К похоронам тело Катерины Текаквиты обряжали Анастасия и Мария-Тереза. Они с нежностью обмыли ей руки и ноги, так что от запекшейся крови не осталось почти никаких следов. Они расчесали ей волосы и втерли в них масло. Они обрядили ее в расшитые бусами белые кожаные одежды. Они обули ей ноги в новые мокасины. Обычно тело несли в церковь на берестяных носилках. Французы сделали для девушки настоящий гроб – «un vrai cercueil».
– Не закрывайте его!
– Дайте мне на нее посмотреть!
Толпу надо было ублажить. Жители деревни любовались ее новообретенной красотой еще в течение часа. Настал Великий четверг, или день Вознесения – день печали, день радости, как отмечают ее биографы. Из церкви они понесли ее к большому кладбищенскому кресту, стоявшему около реки, где девушка любила творить молитвы. Отец Шошетье стал спорить с отцом Шоленеком о том, где лучше копать могилу. Отец Шошетье хотел похоронить ее в церкви. Отец Шоленек был против того, чтобы сделать для усопшей исключение. Как-то раньше, когда кому-то копали могилу в присутствии Катерины, священник слышал, как она сказала, что ей бы хотелось, чтобы ее похоронили на берегу реки.
– Пусть так и будет.
Настала Святая пятница на Страстной неделе.
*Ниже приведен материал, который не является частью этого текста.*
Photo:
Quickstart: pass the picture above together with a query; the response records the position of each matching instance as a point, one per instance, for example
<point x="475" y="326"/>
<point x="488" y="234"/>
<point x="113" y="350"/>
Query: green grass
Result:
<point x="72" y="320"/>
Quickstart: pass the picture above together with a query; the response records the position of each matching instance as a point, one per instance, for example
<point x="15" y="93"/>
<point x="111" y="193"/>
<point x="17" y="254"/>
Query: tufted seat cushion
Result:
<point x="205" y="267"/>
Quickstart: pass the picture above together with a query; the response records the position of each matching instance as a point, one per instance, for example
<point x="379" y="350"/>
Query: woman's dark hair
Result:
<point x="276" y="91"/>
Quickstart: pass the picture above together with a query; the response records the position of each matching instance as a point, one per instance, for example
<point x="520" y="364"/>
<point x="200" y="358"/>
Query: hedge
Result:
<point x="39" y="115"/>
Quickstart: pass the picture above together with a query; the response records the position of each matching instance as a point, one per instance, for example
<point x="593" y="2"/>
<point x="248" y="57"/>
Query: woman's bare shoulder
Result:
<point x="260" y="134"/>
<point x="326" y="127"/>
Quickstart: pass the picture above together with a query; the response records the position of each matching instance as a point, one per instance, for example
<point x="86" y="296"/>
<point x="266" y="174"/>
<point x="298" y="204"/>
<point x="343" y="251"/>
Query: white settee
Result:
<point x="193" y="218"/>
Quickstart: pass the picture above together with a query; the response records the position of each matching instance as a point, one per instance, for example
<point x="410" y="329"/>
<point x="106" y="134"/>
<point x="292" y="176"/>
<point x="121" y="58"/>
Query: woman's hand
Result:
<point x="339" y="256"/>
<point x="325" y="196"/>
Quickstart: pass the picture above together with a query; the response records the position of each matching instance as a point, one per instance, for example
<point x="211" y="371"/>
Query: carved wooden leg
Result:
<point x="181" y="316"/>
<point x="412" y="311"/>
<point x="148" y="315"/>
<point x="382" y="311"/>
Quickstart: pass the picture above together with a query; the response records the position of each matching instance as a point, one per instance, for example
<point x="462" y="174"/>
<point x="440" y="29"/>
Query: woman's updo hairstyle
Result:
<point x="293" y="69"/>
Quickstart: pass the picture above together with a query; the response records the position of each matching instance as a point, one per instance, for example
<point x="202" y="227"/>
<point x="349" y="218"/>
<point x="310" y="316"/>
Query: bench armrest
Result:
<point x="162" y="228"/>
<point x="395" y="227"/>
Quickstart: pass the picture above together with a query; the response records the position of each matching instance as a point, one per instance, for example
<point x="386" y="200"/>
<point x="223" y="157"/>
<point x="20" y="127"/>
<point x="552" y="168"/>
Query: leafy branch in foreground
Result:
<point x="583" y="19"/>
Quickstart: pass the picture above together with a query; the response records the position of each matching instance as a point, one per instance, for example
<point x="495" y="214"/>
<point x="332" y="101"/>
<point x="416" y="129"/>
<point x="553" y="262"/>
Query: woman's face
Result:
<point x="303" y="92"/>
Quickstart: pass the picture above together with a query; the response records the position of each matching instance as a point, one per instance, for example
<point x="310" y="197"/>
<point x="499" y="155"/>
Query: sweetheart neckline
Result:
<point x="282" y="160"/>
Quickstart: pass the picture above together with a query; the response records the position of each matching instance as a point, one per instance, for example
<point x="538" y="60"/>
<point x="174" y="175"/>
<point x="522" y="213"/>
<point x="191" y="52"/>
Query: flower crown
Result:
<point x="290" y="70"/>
Охваченным глубоким горем людям миссионеры прочли проповедь о страстях Иисуса Христа. Они не могли сдерживать рыдания. Они не давали священнику произнести больше двух слов из «Vexilla».
– Vexilla rе…
– Нет! Нет! – Индейцев душили рыдания.
– Vexilla regis…
– Подождите! Повремените! – Слезы застилали их взгляд. – Пожалуйста!
Никогда раньше священники не видели, чтобы люди с такой страстью умерщвляли свою плоть, как в тот день и на следующий.